Grappolo di uva rossa

Una volta definite la varietà d’uva e la densità, è importante scegliere il sesto d’impianto del vigneto, ovvero la distanza delle viti tra i filari e nei filari. Questa decisione è molto importante in quanto strettamente collegata alla forma d’allevamento che si adotterà ma soprattutto perchè una volta realizzato il vigneto è molto difficile modificarne il sesto d’impianto. Questo articolo è il quarto della serie su come progettare un vigneto.
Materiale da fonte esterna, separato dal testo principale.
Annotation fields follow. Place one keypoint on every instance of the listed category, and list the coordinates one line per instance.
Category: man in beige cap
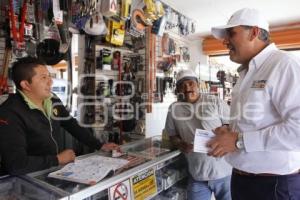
(262, 143)
(193, 111)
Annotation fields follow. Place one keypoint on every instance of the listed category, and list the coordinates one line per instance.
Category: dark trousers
(246, 187)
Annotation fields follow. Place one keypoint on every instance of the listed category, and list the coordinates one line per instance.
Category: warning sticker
(120, 191)
(144, 184)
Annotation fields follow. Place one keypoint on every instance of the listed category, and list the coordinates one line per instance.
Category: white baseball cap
(246, 17)
(186, 74)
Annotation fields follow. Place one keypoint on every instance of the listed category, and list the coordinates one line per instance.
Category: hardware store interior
(120, 76)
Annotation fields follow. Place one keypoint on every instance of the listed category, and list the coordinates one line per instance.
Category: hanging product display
(116, 32)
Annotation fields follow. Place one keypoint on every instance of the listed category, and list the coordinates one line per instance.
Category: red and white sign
(120, 191)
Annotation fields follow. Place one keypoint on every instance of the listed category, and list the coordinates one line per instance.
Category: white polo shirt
(266, 110)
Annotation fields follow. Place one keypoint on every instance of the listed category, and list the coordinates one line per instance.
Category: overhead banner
(144, 184)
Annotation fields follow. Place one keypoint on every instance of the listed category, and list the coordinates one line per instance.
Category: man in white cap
(262, 142)
(193, 111)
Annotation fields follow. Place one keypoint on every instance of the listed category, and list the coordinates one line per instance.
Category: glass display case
(147, 154)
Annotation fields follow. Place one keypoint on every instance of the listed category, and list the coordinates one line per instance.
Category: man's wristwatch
(240, 142)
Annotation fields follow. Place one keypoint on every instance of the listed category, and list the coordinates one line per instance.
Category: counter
(130, 180)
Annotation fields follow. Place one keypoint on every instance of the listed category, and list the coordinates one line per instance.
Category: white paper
(89, 170)
(201, 139)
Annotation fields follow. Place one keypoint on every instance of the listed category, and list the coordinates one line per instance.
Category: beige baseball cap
(246, 17)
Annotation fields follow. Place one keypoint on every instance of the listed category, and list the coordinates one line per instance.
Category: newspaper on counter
(89, 170)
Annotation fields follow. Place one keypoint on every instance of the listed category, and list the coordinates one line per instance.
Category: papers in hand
(89, 170)
(201, 139)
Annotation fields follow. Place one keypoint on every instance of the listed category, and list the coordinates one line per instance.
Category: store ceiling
(209, 13)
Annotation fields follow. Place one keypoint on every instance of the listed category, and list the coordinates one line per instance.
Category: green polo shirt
(47, 104)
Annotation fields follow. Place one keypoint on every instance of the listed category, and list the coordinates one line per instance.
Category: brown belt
(242, 173)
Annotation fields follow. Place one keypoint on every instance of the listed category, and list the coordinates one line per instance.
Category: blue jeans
(202, 190)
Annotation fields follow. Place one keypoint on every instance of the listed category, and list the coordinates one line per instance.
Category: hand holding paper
(201, 139)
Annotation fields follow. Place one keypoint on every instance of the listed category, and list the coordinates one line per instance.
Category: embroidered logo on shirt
(3, 122)
(259, 84)
(55, 112)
Il sesto d’impianto ha generalmente un’impostazione geometrica, ottenuta attraverso la distribuzione delle piante in linee parallele (i cosiddetti filari). I motivi di una tale distribuzione sono molteplici:

  • avere una equidistribuzione delle viti così da rendere omogeneo lo sfruttamento dell’illuminazione, degli elementi nutritivi e delle risorse idriche da parte di ogni singola pianta, ottimizzandone quindi il grado di competizione;
  • facilitare l’esecuzione delle operazioni colturali (potatura, raccolta, fresatura ecc.), così da renderle efficienti dal punto di vista economico e del tempo impiegato;
  • rendere più facile (e quindi veloce) e razionale l’installazione delle strutture di sostegno (soprattutto i pali) e dell’impianto di irrigazione.
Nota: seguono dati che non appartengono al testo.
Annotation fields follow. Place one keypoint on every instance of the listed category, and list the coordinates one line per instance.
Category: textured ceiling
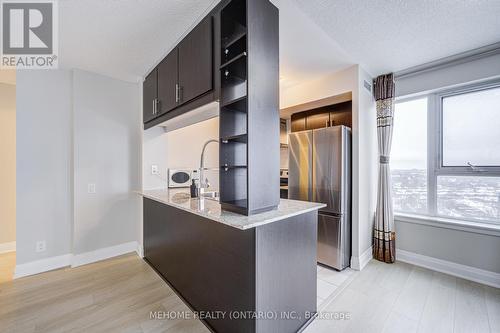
(123, 38)
(126, 38)
(391, 35)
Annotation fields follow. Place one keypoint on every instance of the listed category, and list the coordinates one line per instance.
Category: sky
(471, 131)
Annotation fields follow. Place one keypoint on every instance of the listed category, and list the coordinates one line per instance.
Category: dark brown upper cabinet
(298, 122)
(342, 114)
(330, 115)
(318, 120)
(184, 78)
(168, 87)
(150, 96)
(195, 62)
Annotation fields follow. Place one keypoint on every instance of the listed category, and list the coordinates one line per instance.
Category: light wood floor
(117, 295)
(405, 298)
(7, 265)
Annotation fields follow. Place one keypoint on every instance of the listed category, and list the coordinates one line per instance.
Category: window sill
(440, 222)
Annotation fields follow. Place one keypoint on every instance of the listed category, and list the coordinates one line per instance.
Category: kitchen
(220, 158)
(212, 149)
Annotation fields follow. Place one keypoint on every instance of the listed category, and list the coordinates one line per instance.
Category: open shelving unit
(243, 186)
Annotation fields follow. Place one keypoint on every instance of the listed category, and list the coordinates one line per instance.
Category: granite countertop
(211, 209)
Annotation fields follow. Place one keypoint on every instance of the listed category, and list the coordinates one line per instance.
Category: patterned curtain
(384, 237)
La scelta del sesto d’impianto è innanzitutto correlata a quella della densità. Una volta che è stato quindi definito il grado di densità che dovrà avere il vigneto, sarà possibile determinare il numero di piante da mettere a dimora, individuando il numero di filari e di conseguenza quello delle viti per ogni filare.
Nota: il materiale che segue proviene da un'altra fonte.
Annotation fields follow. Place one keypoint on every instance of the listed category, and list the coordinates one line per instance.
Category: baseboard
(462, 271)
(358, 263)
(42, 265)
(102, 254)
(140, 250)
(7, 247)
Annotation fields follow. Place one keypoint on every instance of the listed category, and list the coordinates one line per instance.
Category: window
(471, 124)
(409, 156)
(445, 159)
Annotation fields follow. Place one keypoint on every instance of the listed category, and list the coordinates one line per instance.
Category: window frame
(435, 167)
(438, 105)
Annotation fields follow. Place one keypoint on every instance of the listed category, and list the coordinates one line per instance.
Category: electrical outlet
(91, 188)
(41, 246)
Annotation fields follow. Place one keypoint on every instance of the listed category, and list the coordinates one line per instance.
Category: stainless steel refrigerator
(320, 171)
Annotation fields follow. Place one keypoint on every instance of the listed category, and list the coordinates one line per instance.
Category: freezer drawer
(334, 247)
Come abbiamo visto nel precedente post, il mio vigneto avrà una densità bassa, ovvero un numero di piante inferiore a 180. Il sesto d’impianto sarà 2×1,5, ovvero ci sarà una distanza di 2 metri tra un filare e l’altro mentre all’interno del filare le viti saranno disposte ad 1,5 metri l’una dall’altra. La distanza di due metri tra i filari tornerà molto utile, in quanto consente il passaggio del trattore, col vantaggio di meccanizzare alcune operazioni (lavorazioni del terreno, concimazione, potatura, raccolta delle uve, ecc.) che a mano richiederebbero molto più tempo e sforzi.

Viste le dimensioni del mio terreno (circa 14×33 metri), e considerato un cammminamento perimetrale di circa un metro, il mio vigneto avrà 7 filari da 20 piante ciascuno. Nel prossimo articolo analizzeremo nel dettaglio come realizzeremo la struttura del vigneto.